At this point, Durden had been in the water for 12 hours. He once again started swimming to what he thought was the east, but then realized he was heading the wrong way. It was harder to navigate in the dark and he was having a tough time focusing.
He took a break. To keep his mind busy he stared at his dive watch, which glowed in the dark. He fixed his gaze on the stars, then on the little neon digits on his wrist, then back on the stars. It was like a game.
Durden prayed. And he began to consider what he'd do once he made it back onshore. He'd appreciate his wife more. He'd spend more time with his friends and family. He'd go buy more life vests.
One thing he didn't think about was death. "I was really pissed off at myself for being so dumb. I thought, This is too stupid to die over. I'm retiring, and I'm going to get at least one of those retirement checks."
Before daybreak, he saw two shrimp boats coming toward him. He mustered the energy to wave and scream. But as he swam closer, he realized he was hallucinating.

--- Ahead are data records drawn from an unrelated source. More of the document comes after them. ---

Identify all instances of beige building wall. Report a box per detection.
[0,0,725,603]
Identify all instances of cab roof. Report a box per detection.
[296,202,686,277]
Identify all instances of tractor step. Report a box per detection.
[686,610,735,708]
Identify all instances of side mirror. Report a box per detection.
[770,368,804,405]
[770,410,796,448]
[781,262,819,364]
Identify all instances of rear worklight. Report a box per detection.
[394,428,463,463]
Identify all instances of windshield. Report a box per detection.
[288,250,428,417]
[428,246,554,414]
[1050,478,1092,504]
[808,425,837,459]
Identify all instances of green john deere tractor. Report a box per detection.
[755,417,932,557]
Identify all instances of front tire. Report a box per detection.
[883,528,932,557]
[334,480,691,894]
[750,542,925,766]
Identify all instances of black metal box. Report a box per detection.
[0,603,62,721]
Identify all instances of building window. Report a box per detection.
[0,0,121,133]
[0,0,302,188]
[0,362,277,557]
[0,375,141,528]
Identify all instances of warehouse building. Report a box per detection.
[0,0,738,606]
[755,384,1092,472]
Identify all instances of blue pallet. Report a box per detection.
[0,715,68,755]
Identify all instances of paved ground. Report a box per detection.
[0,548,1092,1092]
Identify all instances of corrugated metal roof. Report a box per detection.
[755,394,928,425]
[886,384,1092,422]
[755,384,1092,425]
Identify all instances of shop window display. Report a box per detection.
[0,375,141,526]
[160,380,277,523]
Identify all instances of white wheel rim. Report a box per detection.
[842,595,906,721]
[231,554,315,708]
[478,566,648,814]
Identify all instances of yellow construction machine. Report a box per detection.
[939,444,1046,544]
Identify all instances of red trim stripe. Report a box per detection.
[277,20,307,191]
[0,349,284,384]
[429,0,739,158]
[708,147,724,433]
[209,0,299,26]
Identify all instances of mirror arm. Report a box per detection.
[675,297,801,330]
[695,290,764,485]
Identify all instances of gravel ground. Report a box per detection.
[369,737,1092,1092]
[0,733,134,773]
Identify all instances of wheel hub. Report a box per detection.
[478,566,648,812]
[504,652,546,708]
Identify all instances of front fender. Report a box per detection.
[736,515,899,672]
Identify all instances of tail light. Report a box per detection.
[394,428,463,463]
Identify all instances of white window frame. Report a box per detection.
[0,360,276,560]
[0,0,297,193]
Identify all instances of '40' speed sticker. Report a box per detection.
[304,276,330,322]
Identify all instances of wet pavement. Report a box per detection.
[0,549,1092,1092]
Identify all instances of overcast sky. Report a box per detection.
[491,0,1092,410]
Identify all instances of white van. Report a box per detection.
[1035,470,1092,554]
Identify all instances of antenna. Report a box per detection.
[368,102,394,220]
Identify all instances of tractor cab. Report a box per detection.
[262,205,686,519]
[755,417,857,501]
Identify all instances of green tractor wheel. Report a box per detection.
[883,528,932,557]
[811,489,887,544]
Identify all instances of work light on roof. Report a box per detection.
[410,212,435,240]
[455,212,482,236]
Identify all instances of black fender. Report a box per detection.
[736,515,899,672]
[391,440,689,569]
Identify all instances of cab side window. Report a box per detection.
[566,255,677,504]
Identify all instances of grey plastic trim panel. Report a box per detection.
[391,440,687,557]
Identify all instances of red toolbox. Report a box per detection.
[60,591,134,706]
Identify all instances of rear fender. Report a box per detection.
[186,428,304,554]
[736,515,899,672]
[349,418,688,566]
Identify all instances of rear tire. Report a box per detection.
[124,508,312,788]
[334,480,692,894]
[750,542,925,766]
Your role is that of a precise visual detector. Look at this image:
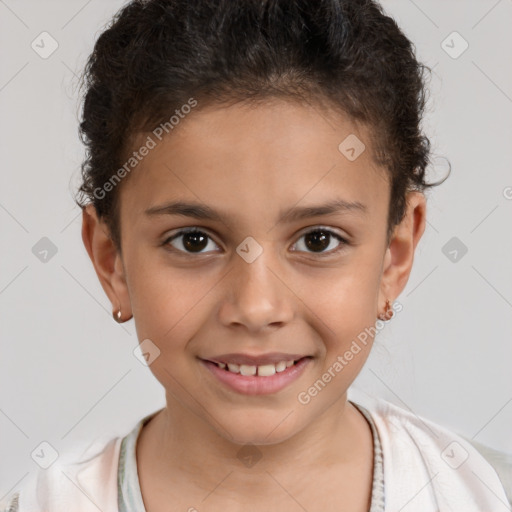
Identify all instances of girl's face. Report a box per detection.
[85,100,424,444]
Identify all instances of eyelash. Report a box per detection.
[162,226,350,257]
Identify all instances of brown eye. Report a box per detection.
[164,229,216,254]
[294,228,348,255]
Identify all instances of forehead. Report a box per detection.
[121,100,389,226]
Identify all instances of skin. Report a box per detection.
[82,100,426,512]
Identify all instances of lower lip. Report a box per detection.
[201,357,311,395]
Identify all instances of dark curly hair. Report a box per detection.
[75,0,448,251]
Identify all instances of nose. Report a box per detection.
[219,249,294,334]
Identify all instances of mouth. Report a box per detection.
[203,356,312,377]
[200,356,313,395]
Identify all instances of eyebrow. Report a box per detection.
[144,199,368,223]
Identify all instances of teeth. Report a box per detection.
[216,360,295,377]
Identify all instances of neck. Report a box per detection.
[137,394,372,498]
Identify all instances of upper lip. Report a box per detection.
[204,352,311,366]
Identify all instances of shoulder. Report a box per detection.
[351,397,510,512]
[0,436,123,512]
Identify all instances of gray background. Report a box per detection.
[0,0,512,499]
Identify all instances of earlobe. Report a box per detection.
[379,191,426,305]
[82,204,131,321]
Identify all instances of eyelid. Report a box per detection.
[162,224,351,257]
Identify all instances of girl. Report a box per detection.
[3,0,510,512]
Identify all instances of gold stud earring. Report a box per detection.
[379,299,395,320]
[112,307,123,324]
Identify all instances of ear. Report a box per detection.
[82,204,132,319]
[379,191,427,311]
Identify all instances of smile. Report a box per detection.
[201,356,312,395]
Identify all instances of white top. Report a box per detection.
[0,398,512,512]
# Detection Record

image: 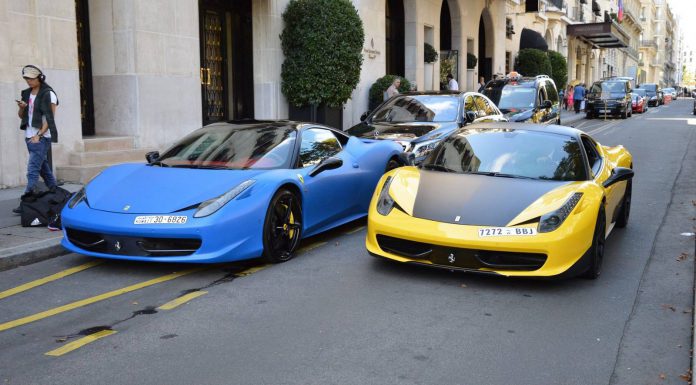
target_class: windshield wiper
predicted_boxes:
[421,163,457,172]
[467,171,538,180]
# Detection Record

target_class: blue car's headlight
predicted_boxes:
[193,179,256,218]
[377,176,394,216]
[539,193,582,233]
[68,187,87,208]
[413,139,440,159]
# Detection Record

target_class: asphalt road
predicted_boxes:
[0,100,696,385]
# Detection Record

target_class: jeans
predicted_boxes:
[24,137,56,193]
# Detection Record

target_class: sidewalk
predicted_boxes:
[0,183,82,271]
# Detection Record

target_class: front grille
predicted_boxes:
[65,228,201,257]
[377,235,547,271]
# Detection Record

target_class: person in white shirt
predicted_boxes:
[447,74,459,91]
[12,65,58,214]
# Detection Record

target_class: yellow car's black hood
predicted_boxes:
[413,170,571,226]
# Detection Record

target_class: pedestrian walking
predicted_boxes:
[12,65,59,214]
[384,78,401,100]
[573,83,585,114]
[447,74,459,91]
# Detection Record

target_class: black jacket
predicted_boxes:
[19,83,58,143]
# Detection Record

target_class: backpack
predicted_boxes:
[20,187,72,228]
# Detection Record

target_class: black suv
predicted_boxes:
[483,72,561,124]
[585,78,633,119]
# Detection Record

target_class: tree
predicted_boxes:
[280,0,365,107]
[515,48,552,76]
[547,51,568,90]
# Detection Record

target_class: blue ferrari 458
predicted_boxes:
[62,121,403,263]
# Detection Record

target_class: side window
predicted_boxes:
[474,96,496,118]
[300,128,341,167]
[582,136,602,178]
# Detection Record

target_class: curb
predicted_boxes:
[0,237,69,271]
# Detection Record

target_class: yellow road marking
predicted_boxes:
[0,267,205,332]
[157,290,208,310]
[0,261,104,299]
[345,226,365,235]
[297,242,328,253]
[44,330,116,357]
[235,265,271,277]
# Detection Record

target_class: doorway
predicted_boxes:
[75,0,95,136]
[199,0,254,125]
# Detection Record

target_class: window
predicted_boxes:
[300,128,341,167]
[582,136,602,178]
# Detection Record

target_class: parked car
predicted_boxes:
[633,88,650,113]
[62,121,408,263]
[365,123,633,278]
[585,78,633,119]
[638,83,664,107]
[631,92,647,114]
[347,91,506,164]
[483,72,561,124]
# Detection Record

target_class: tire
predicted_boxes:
[616,180,633,228]
[384,158,401,172]
[263,189,302,263]
[582,203,606,279]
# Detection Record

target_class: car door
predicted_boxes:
[298,127,361,236]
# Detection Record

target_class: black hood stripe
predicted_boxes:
[413,170,570,227]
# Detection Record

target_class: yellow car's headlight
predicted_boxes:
[539,193,582,233]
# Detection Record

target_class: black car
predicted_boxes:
[638,83,665,107]
[585,78,633,119]
[483,73,561,124]
[348,91,506,164]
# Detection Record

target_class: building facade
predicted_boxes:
[0,0,684,188]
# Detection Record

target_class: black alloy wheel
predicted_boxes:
[263,189,302,263]
[616,180,633,228]
[582,203,606,279]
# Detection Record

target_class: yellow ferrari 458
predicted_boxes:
[366,123,633,279]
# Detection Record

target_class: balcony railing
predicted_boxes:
[640,39,657,49]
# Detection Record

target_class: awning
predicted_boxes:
[566,22,630,48]
[520,28,549,51]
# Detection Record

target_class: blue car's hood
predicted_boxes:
[87,164,264,214]
[500,108,534,122]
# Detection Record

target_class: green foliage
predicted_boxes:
[370,75,411,110]
[280,0,365,107]
[546,51,568,90]
[515,48,552,76]
[466,52,478,69]
[423,43,437,63]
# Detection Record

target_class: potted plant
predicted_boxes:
[280,0,365,128]
[423,43,438,90]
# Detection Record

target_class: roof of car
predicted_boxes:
[462,122,582,137]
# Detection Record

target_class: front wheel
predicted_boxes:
[263,189,302,263]
[582,203,606,279]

As the sun rose, he started to dry heave. He had diarrhea and his swollen tongue filled his bone-dry mouth. But he'd found the buoy of a crab trap to hang onto. Just before 10 a.m., he saw something hovering above him. At first he thought it was a UFO, but then he realized it was a drone, 3 feet by 3 feet."I thought, the Coast Guard is using a drone to find me! I knew they would. That drone hung over me for 10 to 15 minutes." But the Coast Guard didn't follow. Had he imagined it? He doesn't think so, but he can't be sure.
Then, finally at about 10:30 a.m. he saw a flare rip through the sky. He heard the roar of an airplane engine: A C-130 Coast Guard plane was flying overhead and had spotted him. Shortly after, a helicopter arrived.
It turns out they'd tracked the boat's GPS to find Durden's approximate location, and spotted him thanks to his bright yellow shirt. "I started waving like crazy," he says. "Oh my God, so much relief. It was like an angel appeared in the sky."
A member of the Coast Guard was lowered into the water with a basket, and Durden was slowly lifted from the water. He was shaking uncontrollably and could barely speak. When he got into the helicopter all he could say was, "Can you get me a Gator… a Gator… a Gator…" The officer asked, "You mean a Gatorade?"
When he got to dry land, his wife was there. His sister, who'd driven straight through the night from Atlanta, was there, too. Even though his boat had washed up on shore at 1 a.m., they never doubted that he would be found.
"For the last couple of nights, when the sun goes down, I get knots in my stomach. But I'll go back on the boat. I just won't go alone. Today, I bought four automatic, self-inflating life vests and I'm going to buy some other rescue equipment," he says. "I am so thankful to the Coast Guard; they're the reason I'm here. I feel grateful to be alive. And I want to not think about it for awhile."